Tuesday, July 24, 2012

Masturbation: Aural Edition

Dear Eve Stevens,


I have friend I've known for 30 or so years. We keep in touch, exchange visits when we can. My spouse and I even met through her back in the day, so we have her as a mutual friend we both get along with. In the last few years, I've noticed something about this friend more and more: she never. Shuts. Up. As long as she's awake, she talks almost constantly. Even if what she was saying was interesting, it would still be endless. Increasingly, it isn't interesting, but mostly about friends of hers we don't know, never will know (we live hundreds of miles apart), probably don't care to know. That, and her "See and Say" tendency, i.e. if we're watching a movie, and a dog crosses the screen, she will launch into a stream of blather about dogs: "oh, a dog!

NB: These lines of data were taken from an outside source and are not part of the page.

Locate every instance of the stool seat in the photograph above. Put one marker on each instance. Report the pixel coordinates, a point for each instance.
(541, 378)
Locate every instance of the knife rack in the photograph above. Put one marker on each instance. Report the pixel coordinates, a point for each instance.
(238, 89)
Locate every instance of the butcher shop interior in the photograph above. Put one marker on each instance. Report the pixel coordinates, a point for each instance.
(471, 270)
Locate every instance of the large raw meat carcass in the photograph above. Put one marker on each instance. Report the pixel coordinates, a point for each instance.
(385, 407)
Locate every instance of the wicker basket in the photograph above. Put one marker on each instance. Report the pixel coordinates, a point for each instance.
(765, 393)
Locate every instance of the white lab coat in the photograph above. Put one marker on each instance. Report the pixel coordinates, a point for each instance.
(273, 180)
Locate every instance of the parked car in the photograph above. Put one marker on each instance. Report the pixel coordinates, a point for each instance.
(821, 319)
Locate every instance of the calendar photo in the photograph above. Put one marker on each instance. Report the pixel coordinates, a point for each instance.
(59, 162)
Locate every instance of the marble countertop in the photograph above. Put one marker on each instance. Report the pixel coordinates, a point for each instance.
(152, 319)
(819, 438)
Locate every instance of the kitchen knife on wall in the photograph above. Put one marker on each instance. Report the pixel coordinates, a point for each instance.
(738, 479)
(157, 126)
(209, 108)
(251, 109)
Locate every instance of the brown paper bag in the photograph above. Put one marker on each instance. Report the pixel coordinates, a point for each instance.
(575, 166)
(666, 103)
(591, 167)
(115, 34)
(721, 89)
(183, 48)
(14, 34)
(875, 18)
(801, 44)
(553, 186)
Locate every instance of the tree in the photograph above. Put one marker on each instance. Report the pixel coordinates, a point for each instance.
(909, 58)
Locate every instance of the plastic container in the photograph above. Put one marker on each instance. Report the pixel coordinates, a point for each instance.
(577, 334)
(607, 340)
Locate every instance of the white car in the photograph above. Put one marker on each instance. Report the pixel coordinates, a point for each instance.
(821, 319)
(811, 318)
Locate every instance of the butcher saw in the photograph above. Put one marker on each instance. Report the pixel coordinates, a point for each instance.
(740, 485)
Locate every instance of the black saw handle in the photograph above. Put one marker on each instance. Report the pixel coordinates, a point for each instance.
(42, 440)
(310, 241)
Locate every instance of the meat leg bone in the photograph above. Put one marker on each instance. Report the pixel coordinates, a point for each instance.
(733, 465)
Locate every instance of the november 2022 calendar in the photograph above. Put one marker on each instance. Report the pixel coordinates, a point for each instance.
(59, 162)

I have a friend who once had a dog and the dog got so sick and eventually she had to take it to the hospital and she spent tons of money on it for treatment and it still DIED and my friend was really sad, but I don't think I'll ever get a dog because they're so much upkeep and I have trouble keeping PLANTS much less DOGS, but I hear some people get along really well with their dogs" blah blah mind-bending-blah. I don't know whether this comes from her living on her own for years and years, or what. But as much as we like her and still enjoy seeing her, we start to dread it more and try to decrease the number of days of visits, because by day three it's full-on homicide-inducing. Any suggestions for dealing with this Energizer Chatty Cathy without losing her as a friend?


Yours, Cochleaotomy

Dear Cochle--whatever,

I'm not going to point out the irony of your (much appreciated) long-winded question because that wouldn't be nice, but I do think it's interesting.  You're a talk-y kinda guy, it appears, so it would make sense that, at one point, you would be attracted to other talk-y people.  Now that you're older though, the tedious blow-by-blow of someone's thought process is just not as captivating as it used to be;  we're not in the 80's anymore.  It's simply no longer cool to try and channel one's inner Jack Kerouac (eww! It's sad that it ever was!): now we know how boring we really are.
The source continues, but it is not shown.